Bel did not reply; Rowan knew that the Outskirter’s thoughts, like Rowan’s own, were on their food supply.
From the start, Bel had maintained that the Outskirts had no game, and that only association with a tribe, with its attendant herd, could insure survival. Rowan, accustomed to occasionally living off small game and wild plants during the more isolated segments of her routes, had accepted the statement only half-seriously.
But when she noted the appearance of the stiff, rough-edged redgrass, which the deer never touched, and its slow intermingling with the green of panic grass and timothy, she also began to note the disappearance of smaller animals. The rabbits, the mice, and even certain birds, were gone.
“Grouse,” she enumerated to herself, as she struggled through the briar. “Quail, titmice. Finches.”
“What?”
Rowan had not realized that she had spoken aloud. “Where are the birds?” To give the lie to her observation, an egret lifted in the distance, rising above unseen water, white wavering wingstrokes dim against the mist-laden gray of the sky.
“You won’t see many, deeper in the Outskirts,” Bel replied. “If a tribe moves close to the Inner Lands, flocks of birds will follow it, but only for a while.”
Rowan paused to wipe sweat and condensation from her face. “Perhaps we should head for that water.
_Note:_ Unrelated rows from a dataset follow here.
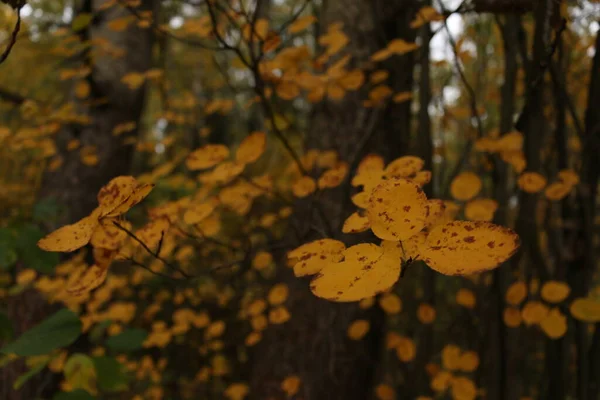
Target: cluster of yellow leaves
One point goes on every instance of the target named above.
(100, 229)
(411, 226)
(534, 312)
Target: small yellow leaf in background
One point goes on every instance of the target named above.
(406, 349)
(463, 247)
(586, 310)
(304, 187)
(481, 209)
(557, 191)
(278, 294)
(531, 182)
(251, 148)
(301, 24)
(516, 293)
(312, 257)
(385, 392)
(262, 260)
(291, 385)
(279, 315)
(426, 313)
(358, 329)
(356, 223)
(555, 291)
(463, 389)
(390, 303)
(397, 209)
(465, 186)
(403, 167)
(451, 357)
(512, 317)
(534, 312)
(469, 361)
(236, 391)
(206, 156)
(333, 177)
(555, 324)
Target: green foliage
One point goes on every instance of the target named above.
(58, 330)
(128, 340)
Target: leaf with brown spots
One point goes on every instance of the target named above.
(365, 272)
(397, 209)
(464, 248)
(71, 237)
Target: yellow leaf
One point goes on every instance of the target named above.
(481, 209)
(534, 312)
(557, 191)
(312, 257)
(385, 392)
(555, 291)
(279, 315)
(466, 298)
(512, 317)
(356, 223)
(304, 186)
(404, 167)
(207, 156)
(585, 309)
(251, 148)
(365, 272)
(465, 186)
(516, 293)
(463, 247)
(406, 350)
(531, 182)
(278, 294)
(301, 24)
(333, 177)
(390, 303)
(358, 329)
(71, 237)
(463, 389)
(236, 391)
(555, 324)
(426, 313)
(291, 385)
(469, 361)
(90, 280)
(397, 209)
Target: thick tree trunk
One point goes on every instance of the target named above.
(314, 343)
(74, 185)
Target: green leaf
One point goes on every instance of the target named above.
(111, 374)
(20, 381)
(81, 21)
(128, 340)
(46, 210)
(80, 372)
(59, 330)
(78, 394)
(6, 328)
(32, 256)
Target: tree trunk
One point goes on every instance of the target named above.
(74, 185)
(314, 343)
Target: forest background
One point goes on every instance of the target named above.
(172, 173)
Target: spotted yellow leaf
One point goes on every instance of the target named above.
(397, 209)
(463, 247)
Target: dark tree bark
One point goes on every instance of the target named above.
(75, 185)
(314, 343)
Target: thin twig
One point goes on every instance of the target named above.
(13, 38)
There may be ducks.”
“Can you catch a duck?”
Rowan made a vague gesture. “Probably. I know the theory, but I’ve never tried it.”
The water was an east-running brook, slow and shallow, and there were no ducks; two more egrets fled to the sky at the travelers’ approach, and three smaller birds, possibly herons. In autumn, with no nestlings, they had no reason to return. Rowan caught frogs, and one snake, while Bel watched from the banks with immense amusement.
They built a fire shelter out of brush, and Rowan eventually started a damp, smoky fire with some of the birch bark she had wisely saved from the forest, now far behind. The flame needed constant attending, due to the smallness of the bramble branches with which they fed it.
They cooked; they ate; they calculated.
“We have enough food,” Bel said, “to get back to the Inner Lands from here. We should think about it.”
Rowan had already been doing so. She sighed. “How long do you think we can extend what we have?” She had traveled on short rations before, and knew her own limits. She did not know Bel’s.
“Let’s check your maps.”
They abandoned their meal to stand head-to-head; Bel held the sides of their cloaks together to provide shelter for the chart. Rowan traced with one finger the intermittent tracks to the east of Greyriver. “There’s something here … a few houses, not really a village. Farms.”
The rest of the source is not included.